Der Ferchländer Ortschef Walter Henning sorgt sich um den Hochwasserschutz im Ort. Mehr als ein Dutzend Bewohner seien nicht ausreichend vor einem neuen Hochwasser geschützt, meint er.

Ferchland l Wenn oberhalb von Ferchland die Deiche das Hochwasser halten, steigt der Pegel in Ferchland umso höher. Im vergangenen Sommer konnten die Ferchländer sehen, wie es in Zukunft auch für einige Bewohner des ansonsten sehr sicheren Elbortes gefährlich werden kann, meint der Ferchländer Ortsbürgermeister Walter Henning. Einige Häuser, so stellt sich nun heraus, stünden in überflutungsgefährdeten Bereichen.
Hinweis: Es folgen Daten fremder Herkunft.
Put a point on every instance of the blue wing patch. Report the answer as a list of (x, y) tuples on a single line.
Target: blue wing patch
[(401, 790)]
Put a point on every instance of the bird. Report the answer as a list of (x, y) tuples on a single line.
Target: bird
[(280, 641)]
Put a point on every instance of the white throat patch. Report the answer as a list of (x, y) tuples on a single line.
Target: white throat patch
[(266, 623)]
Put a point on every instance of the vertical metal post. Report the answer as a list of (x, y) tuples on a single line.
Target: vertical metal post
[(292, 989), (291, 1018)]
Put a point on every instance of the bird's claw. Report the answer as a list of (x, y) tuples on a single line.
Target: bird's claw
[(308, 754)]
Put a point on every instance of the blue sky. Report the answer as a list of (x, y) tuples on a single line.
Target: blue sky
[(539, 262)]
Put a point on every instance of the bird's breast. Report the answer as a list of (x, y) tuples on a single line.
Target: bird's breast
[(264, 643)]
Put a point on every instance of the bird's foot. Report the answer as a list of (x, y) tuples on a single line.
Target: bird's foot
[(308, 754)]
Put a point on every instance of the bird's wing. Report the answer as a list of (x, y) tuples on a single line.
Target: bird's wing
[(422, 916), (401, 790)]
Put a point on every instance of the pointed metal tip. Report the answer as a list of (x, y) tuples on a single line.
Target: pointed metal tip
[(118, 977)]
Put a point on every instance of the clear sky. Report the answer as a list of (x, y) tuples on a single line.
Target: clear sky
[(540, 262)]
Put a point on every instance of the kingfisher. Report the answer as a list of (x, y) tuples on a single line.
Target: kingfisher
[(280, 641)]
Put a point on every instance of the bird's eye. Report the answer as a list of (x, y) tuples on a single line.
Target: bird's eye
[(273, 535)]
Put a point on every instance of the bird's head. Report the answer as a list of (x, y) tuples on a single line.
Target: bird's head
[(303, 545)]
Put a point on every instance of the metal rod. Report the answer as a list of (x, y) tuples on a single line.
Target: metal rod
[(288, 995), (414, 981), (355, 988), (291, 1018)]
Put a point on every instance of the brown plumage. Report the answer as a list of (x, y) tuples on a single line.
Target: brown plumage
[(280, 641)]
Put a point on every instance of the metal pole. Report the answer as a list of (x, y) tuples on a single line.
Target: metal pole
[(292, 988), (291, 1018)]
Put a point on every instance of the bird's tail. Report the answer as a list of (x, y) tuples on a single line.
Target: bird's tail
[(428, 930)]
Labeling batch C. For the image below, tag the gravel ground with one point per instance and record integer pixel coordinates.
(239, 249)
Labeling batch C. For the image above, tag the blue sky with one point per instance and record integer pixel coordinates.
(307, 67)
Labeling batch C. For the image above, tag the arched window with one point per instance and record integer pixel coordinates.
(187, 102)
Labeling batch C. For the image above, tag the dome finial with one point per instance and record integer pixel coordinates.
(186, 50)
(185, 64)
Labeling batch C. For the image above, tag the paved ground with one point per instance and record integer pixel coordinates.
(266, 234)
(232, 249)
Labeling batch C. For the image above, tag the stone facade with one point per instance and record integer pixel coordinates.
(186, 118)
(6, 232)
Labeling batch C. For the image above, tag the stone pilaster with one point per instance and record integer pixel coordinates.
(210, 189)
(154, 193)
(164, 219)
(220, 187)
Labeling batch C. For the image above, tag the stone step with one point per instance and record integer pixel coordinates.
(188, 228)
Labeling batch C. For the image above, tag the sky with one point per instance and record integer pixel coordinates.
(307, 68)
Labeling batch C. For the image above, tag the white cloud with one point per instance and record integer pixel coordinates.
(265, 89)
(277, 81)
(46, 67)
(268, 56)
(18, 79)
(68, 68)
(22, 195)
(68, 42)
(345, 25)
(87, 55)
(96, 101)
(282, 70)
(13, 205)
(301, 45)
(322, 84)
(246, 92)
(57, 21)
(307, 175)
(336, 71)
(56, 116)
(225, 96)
Er erwarte, dass sich der Landesbetrieb für Hochwasserschutz und Wasserwirtschaft (LHW) mit dem Thema beschäftige und einen Deich für die bedrohten Häuser errichte. So schnell werde es aber kaum gehen, sagt der Chef der Landesbehörde, Burkhard Henning. Aktuell sei der Elbort kein Thema für seine Behörde, erklärt er auf Nachfrage der Volksstimme. In den kommenden Jahren werde sich der Landesbetrieb sicherlich mit dem Thema befassen, kündigt er aber auch an. Aktuell seien die knappen Ressourcen aber in den vielen anderen Projekten gebunden.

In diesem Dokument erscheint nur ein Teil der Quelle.